首位を独走する川崎フロンターレの進撃を止めたのは、やはり同じく好調の名古屋グランパスだった。だが、シーズンはこれで終わりではない。マッシモ・フィッカデンティ監督率いる赤鯱軍団が新しいパワーを手に進んでいく。

上写真=選手との揺るぎのない信頼関係で勝利を重ねていく(写真◎Getty Images)

触れられたくないところにも

 ついに川崎フロンターレの連勝を止めた名古屋グランパス。そんな興奮のゲームを終え、久々に週中にゲームが予定されていなかったので、チームは2日間のオフになった。

 マッシモ・フィッカデンティ監督もリラックスできたようだ。貴重な時間を過ごした場所は、名古屋グランパスのクラブハウス。

「日曜日に試合があって、月曜日にはクラブハウスでリハビリ中の選手の状況をいつも以上に時間をかけて見ることができました。それから、いまなかなか雑談をする時間もないので、試合の緊張感のある中では普段触れないようなことをクラブ関係者とリラックスして話ができました。結局、24時間グランパスのために働いていることになるので、クラブハウスに来て『休日のグランパス』にいました」

 どれだけこのクラブが好きなんだ! とカジュアルに言ってみたくもなるけれど、軽口が失礼になるほど、仕事にプライドを持って集中しているというわけだ。

 もちろん選手たちにとっては、このオフは有意義になったという。

「気持ちの面でも体の面でも、久しぶりに選手が休んでリフレッシュできました。これが次の試合の結果につながるかどうかということではなくて、ケガをしないように休めることができたという点でよかったと思います」

 一息ついたところで、次の週末からまた連戦が始まるが、好調だからといって特別なことはしないというのがフィッカデンティ流。

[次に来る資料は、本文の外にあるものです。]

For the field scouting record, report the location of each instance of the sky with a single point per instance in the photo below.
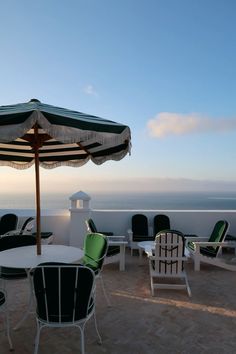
(165, 68)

「選手たちといい関係ができている中で、敗戦のあとでかける言葉としては、次に向けて、あるいはもっと先を見据えて、(敗戦を)前向きにとらえて成長のきっかけにしようというものになります。逆にうまくいっているときは、触れられたくないところにも触れていきます。うまくいっているんだからいいじゃないか、ではなくて、どれだけ向上心を持って取り組むことができるのか。勝ったら何でもあり、負けたら全部ダメ、という簡単なものではない、という価値観を選手と一緒に持っているので大崩れすることはないですし、そのことをパワーにして進んでいます。だから、選手が理解して取り組んでいることに自信を持って、何か特別な声を掛ける必要はないんです」

 強固な信頼関係をうかがわせるが、ここからうれしいプラスアルファがある。ケガ人の復帰だ。米本拓司と阿部浩之のカムバックが現実的になってきたという。

「米本も阿部も今週から練習に合流していて、治療やリハビリの期間は終わっています。ここから試合に向けたコンディションを上げていって、米本は札幌戦までに入ってくるでしょう。阿部はもう少し様子を見ますが、満足しています」

 2人とも8月1日の第8節柏レイソル戦から欠場しているから、およそ1カ月の不在だったが、これでさらにパワーアップすることは間違いない。

 首位・川崎Fとは勝ち点9差。消化試合数は名古屋が2試合も少ない。まだまだシーズンはこれからだ。